Künstlerische Arbeit und Tarifrecht seien nicht vereinbar, ist eine immer wieder anzutreffende Ansicht. Das Vertragsrecht stünde in Widerspruch zur alltäglichen Praxis in den Ballettsälen und auf der Bühne. Dabei gerät völlig aus dem Blick, dass es sich bei den tarifvertraglichen Regelungen um keinen Selbstzweck, sondern um arbeitsrechtliche Schutzregelungen handelt. Hierher gehören auch Regelungen über die Arbeitszeit, Pausen und Ruhezeiten. Wenn solche Regelungen behindernd empfunden werden, dann sollte man sie benennen, um Abhilfe zu schaffen oder noch mehr Flexibilität zu erreichen – nicht aber das geltende Recht brechen. Das gilt sowohl für die Arbeitnehmerseite als auch für die Leitungsebene.

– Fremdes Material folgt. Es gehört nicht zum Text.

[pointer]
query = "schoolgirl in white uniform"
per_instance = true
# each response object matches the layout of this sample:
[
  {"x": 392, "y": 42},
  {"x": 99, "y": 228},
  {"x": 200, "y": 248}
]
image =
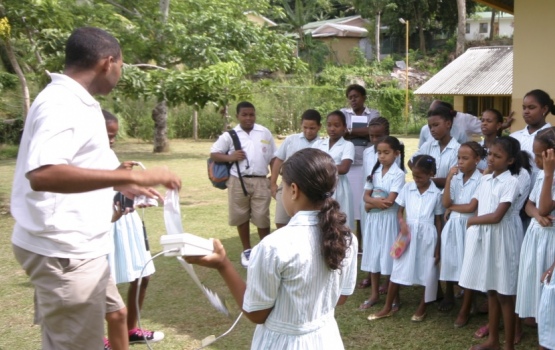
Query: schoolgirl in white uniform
[
  {"x": 342, "y": 152},
  {"x": 492, "y": 245},
  {"x": 461, "y": 183},
  {"x": 301, "y": 272},
  {"x": 382, "y": 226},
  {"x": 421, "y": 200},
  {"x": 444, "y": 148},
  {"x": 538, "y": 247}
]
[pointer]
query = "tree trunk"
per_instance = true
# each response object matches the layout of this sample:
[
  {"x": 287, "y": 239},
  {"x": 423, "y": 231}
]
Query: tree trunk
[
  {"x": 461, "y": 27},
  {"x": 421, "y": 37},
  {"x": 160, "y": 112},
  {"x": 377, "y": 40},
  {"x": 492, "y": 23},
  {"x": 195, "y": 124},
  {"x": 160, "y": 117},
  {"x": 22, "y": 81}
]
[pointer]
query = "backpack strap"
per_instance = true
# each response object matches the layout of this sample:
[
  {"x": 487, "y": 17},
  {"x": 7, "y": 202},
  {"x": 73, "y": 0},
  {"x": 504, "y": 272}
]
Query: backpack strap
[{"x": 237, "y": 146}]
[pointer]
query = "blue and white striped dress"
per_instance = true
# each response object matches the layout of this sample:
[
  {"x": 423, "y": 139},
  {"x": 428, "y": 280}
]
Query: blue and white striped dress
[
  {"x": 130, "y": 254},
  {"x": 491, "y": 251},
  {"x": 420, "y": 209},
  {"x": 382, "y": 227},
  {"x": 287, "y": 273},
  {"x": 524, "y": 186},
  {"x": 536, "y": 256},
  {"x": 369, "y": 159},
  {"x": 445, "y": 159},
  {"x": 454, "y": 231},
  {"x": 340, "y": 151}
]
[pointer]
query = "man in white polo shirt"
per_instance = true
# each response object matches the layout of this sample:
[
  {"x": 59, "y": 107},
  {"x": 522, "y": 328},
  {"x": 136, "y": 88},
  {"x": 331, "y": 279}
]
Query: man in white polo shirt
[
  {"x": 62, "y": 194},
  {"x": 256, "y": 155}
]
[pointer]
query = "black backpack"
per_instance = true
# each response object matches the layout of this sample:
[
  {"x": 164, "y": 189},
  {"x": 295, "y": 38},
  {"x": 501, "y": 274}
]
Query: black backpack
[{"x": 218, "y": 172}]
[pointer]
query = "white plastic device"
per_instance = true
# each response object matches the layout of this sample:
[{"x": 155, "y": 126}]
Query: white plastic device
[{"x": 188, "y": 245}]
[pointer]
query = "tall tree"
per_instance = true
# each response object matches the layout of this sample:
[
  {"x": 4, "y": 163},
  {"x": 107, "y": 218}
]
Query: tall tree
[
  {"x": 374, "y": 9},
  {"x": 461, "y": 27}
]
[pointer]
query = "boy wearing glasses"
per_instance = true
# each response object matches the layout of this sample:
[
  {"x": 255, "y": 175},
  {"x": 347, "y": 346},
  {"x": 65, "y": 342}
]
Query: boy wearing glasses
[{"x": 254, "y": 157}]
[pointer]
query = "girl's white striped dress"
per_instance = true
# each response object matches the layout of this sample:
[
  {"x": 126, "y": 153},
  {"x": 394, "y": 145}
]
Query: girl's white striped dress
[
  {"x": 420, "y": 209},
  {"x": 491, "y": 251},
  {"x": 445, "y": 159},
  {"x": 340, "y": 151},
  {"x": 524, "y": 184},
  {"x": 536, "y": 256},
  {"x": 382, "y": 226},
  {"x": 130, "y": 254},
  {"x": 453, "y": 233},
  {"x": 369, "y": 159},
  {"x": 287, "y": 273}
]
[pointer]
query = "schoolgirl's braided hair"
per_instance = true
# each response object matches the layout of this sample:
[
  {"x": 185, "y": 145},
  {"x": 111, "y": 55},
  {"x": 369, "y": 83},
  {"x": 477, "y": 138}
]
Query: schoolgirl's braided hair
[
  {"x": 547, "y": 137},
  {"x": 543, "y": 99},
  {"x": 476, "y": 148},
  {"x": 395, "y": 145},
  {"x": 512, "y": 147},
  {"x": 425, "y": 162},
  {"x": 380, "y": 121},
  {"x": 315, "y": 174},
  {"x": 499, "y": 117}
]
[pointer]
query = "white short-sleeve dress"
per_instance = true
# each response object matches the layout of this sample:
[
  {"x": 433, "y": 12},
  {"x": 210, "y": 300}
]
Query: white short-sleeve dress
[
  {"x": 287, "y": 273},
  {"x": 340, "y": 151},
  {"x": 453, "y": 233},
  {"x": 130, "y": 253},
  {"x": 491, "y": 251},
  {"x": 536, "y": 256},
  {"x": 445, "y": 159},
  {"x": 382, "y": 226},
  {"x": 420, "y": 211}
]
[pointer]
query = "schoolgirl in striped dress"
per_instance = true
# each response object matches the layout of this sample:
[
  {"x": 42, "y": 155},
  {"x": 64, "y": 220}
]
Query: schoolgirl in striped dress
[
  {"x": 462, "y": 181},
  {"x": 492, "y": 127},
  {"x": 444, "y": 147},
  {"x": 492, "y": 245},
  {"x": 382, "y": 226},
  {"x": 377, "y": 130},
  {"x": 421, "y": 200},
  {"x": 343, "y": 153},
  {"x": 538, "y": 247},
  {"x": 301, "y": 272}
]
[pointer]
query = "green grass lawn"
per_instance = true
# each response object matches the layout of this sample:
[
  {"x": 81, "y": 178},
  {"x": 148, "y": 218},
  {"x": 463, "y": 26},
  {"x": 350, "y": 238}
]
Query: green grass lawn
[{"x": 177, "y": 307}]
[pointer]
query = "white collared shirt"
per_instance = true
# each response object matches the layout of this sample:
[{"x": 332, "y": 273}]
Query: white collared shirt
[
  {"x": 340, "y": 151},
  {"x": 354, "y": 120},
  {"x": 392, "y": 181},
  {"x": 495, "y": 190},
  {"x": 527, "y": 143},
  {"x": 445, "y": 159},
  {"x": 292, "y": 144},
  {"x": 420, "y": 206},
  {"x": 464, "y": 126},
  {"x": 258, "y": 145},
  {"x": 64, "y": 126}
]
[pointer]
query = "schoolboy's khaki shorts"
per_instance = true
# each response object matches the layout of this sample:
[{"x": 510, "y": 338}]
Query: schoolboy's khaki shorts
[{"x": 254, "y": 207}]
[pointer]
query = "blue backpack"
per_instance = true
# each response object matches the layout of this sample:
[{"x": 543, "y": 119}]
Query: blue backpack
[{"x": 218, "y": 172}]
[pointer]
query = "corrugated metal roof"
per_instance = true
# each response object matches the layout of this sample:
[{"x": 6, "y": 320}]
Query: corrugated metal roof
[{"x": 479, "y": 71}]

Wenn sorgsame und hochqualifizierte Ausbildung gefordert wird, dann ist es selbstverständliche Pflicht, den Absolventen solcher Ausbildungsgänge entsprechende Arbeits- und Gagenbedingungen anzubieten. Man kann nicht öffentlich über prekäre Arbeitsverhältnisse klagen, für die nicht nur der Gesetzgeber, sondern auch die Bühnenleitungen verantwortlich sind, wenn sie sich nicht um die Einhaltung tariflicher und sozialer Mindeststandards kümmern. Dass Tanzgruppen sich nicht nur zur Abwicklung eignen, um möglichst rasch Löcher in kommunalen oder staatlichen Haushalten zu schließen, beweisen erfolgreiche Theaterleitungen mit ihren Ballett- und Tanztheaterdirektoren – der „Verein zur Förderung der Tanzkunst in Deutschland e.V.“ hat hier in Zusammenarbeit mit dem „Deutschen Berufsverband für Tanzpädagogik e.V.“ mit seinem „Anerkennungspreis 2011“ ein Zeichen gesetzt!

Es gibt zahlreiche Initiativen für den Tanz: Angefangen bei der Förderung durch die „Kulturstiftung des Bundes“ mit ihren neuen Förderstufen, die Errichtung einer „Stiftung Tanz – Transition Zentrum Deutschland“, um Tänzerinnen und Tänzer beim Übergang in einen neuen Beruf helfend und beratend zur Seite zu stehen, bis zur „Bundesdeutschen Ballett- und Tanztheaterdirektoren Konferenz“. Wie kann es unter diesen Voraussetzungen dazu kommen, dass im Innenverhältnis der Theater die Arbeitsbedingungen der aktiven Tänzerinnen und Tänzer mit Umgehungskonstruktionen rechtswidrig unterlaufen werden?